A California do-not-track bill squeaked through its first test after what supporters called the country's first legislative hearing on the subject. The state Senate Judiciary Committee late Tuesday approved SB-761 by Sen. Alan Lowenthal, D-Long Beach, in a 3-2 vote on party lines. "Partisanship applies" when consumer protection and industry interest conflict, Director Beth Givens of the Privacy Rights Clearinghouse told us Wednesday.
"We're just delighted that it got through the first policy committee," said John Simpson of Consumer Watchdog, which originated the data-privacy measure. "That's a big win." The data-privacy bill goes to the Appropriations Committee with a May 27 deadline for passage and no hearing scheduled, an aide to Lowenthal said.
A ballot initiative always is a possibility if the bill doesn't get through the Legislature, Simpson said. It's supported by privacy and other consumer groups, at least if its target is narrowed to third-party marketers.
The bill is opposed by a formidable array of technology, marketing, entertainment and other companies. An April 27 letter to Lowenthal opposing the legislation was sent in the names of AOL, the California Cable &
Telecommunications Association, the California Chamber of Commerce, the Direct Marketing Association, Google, the Internet Advertising Bureau, the Internet Alliance, the MPAA, the National Advertising Initiative, NetChoice, TechAmerica, TechNet, Time Warner Cable, Yahoo and others. We didn't hear back right away Wednesday from opponents we called: Judiciary's ranking Republican, a TechNet lobbyist, Google and the Chamber.
The measure is modeled closely on federal HR-654, the Do Not Track Me Online Act, by Rep. Jackie Speier, D-Calif., Simpson said.
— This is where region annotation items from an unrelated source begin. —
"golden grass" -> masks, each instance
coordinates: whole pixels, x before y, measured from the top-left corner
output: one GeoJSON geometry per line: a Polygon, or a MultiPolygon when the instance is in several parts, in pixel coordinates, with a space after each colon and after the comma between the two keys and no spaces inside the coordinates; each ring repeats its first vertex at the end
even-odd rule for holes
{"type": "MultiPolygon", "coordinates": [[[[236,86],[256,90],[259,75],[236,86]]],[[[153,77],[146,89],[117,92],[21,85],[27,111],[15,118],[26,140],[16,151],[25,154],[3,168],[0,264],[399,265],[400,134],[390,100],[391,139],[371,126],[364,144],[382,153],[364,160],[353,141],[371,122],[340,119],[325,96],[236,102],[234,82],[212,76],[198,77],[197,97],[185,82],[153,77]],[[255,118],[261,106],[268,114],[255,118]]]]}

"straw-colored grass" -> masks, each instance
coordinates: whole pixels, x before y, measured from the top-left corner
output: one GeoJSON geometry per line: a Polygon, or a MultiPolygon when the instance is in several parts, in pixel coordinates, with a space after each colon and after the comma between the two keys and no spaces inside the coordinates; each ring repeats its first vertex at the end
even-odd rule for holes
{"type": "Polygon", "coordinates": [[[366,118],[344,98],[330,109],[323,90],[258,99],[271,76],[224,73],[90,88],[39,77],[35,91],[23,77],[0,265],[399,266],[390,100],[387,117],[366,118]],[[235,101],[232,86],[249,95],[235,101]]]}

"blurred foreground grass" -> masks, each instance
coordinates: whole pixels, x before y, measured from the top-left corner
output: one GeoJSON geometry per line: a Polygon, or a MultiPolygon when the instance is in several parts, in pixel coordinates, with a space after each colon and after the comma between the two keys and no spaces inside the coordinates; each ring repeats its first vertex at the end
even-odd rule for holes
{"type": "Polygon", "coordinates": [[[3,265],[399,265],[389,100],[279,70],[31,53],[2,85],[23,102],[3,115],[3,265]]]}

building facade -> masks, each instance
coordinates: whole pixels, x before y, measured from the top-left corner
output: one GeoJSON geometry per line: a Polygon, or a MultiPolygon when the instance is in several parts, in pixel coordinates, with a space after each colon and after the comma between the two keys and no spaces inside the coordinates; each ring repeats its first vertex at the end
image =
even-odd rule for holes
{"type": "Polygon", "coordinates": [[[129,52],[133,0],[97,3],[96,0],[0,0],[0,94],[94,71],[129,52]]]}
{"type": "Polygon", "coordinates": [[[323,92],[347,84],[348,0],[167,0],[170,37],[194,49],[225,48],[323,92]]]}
Where her bill would have the FTC write regulations, the broad-brush state bill would give the corresponding task to California's attorney general to complete by July 1, 2012, in consultation with the state Office of Privacy Protection. The attorney general is Kamala Harris, a Democrat who supports the bill. The point of the measure is both to enact a California law and to light a fire under Congress and the FTC, which has endorsed do-not-track but not necessarily through government regulation, said Lowenthal's aide and Simpson. Speier's bill is "kind of stalled… under the Republican majority in the House," Simpson said.
"A Do Not Track mechanism would give consumers better control of their information and help restore their confidence in the internet," Jamie Court, Consumer Watchdog's president, said in a written statement after the committee action. "That's a win-win for consumers and business."
The bill "would create an unnecessary, unenforceable and unconstitutional regulatory burden on Internet commerce," the opposition letter said. "The bill covers an overly broad range of information, and would regulate indirectly virtually all businesses who collect, use or store information from a website.
The measure would negatively affect consumers who have come to expect rich content and free services through the Internet, and would make them more vulnerable to security threats. It would prove costly to the state and cumbersome for the Attorney General to figure out how to regulate under the bill and to enforce the law."
Businesses opposed to the bill "would like to see a little bit more in statute, rather than see everything go through the regulatory process," Lowenthal's aide said. "And we're open to that. … Important details will maybe make it into the statute." Companies "want to have some market certainty," without the risk that regulations will change with the identity of the attorney general, she said.
"While we acknowledge privacy concerns about data collection by first-party websites, we believe that these websites do not currently raise the same serious privacy issues as third parties," the Electronic Frontier Foundation said in a "support if amended" letter, according to the Legislature's official bill summary. "The rampant, cross-domain, invisible data collection by third-party tracking companies is a grave threat to online consumer privacy. We believe SB 761 should be amended to focus specifically on third parties, ensuring that consumers can easily opt-out of such tracking." Givens said she agrees. "We would run into more opposition" without the distinction, she said.
But Jeff Chester, the Center for Digital Democracy's executive director, said "the bill needs to address all tracking. There's no longer any real distinction between first and third party. Companies like Google and Yahoo are mixing and matching first and third party data on a daily basis."
"There may be different regulations for first-party versus third-party," Lowenthal's aide said:. "It's too early to tell." Simpson said regulations probably would make that distinction. Amendments to the bill in March specified that a company that has a continuing business relationship can gather information needed to complete a transaction even on a consumer who has opted against data collection.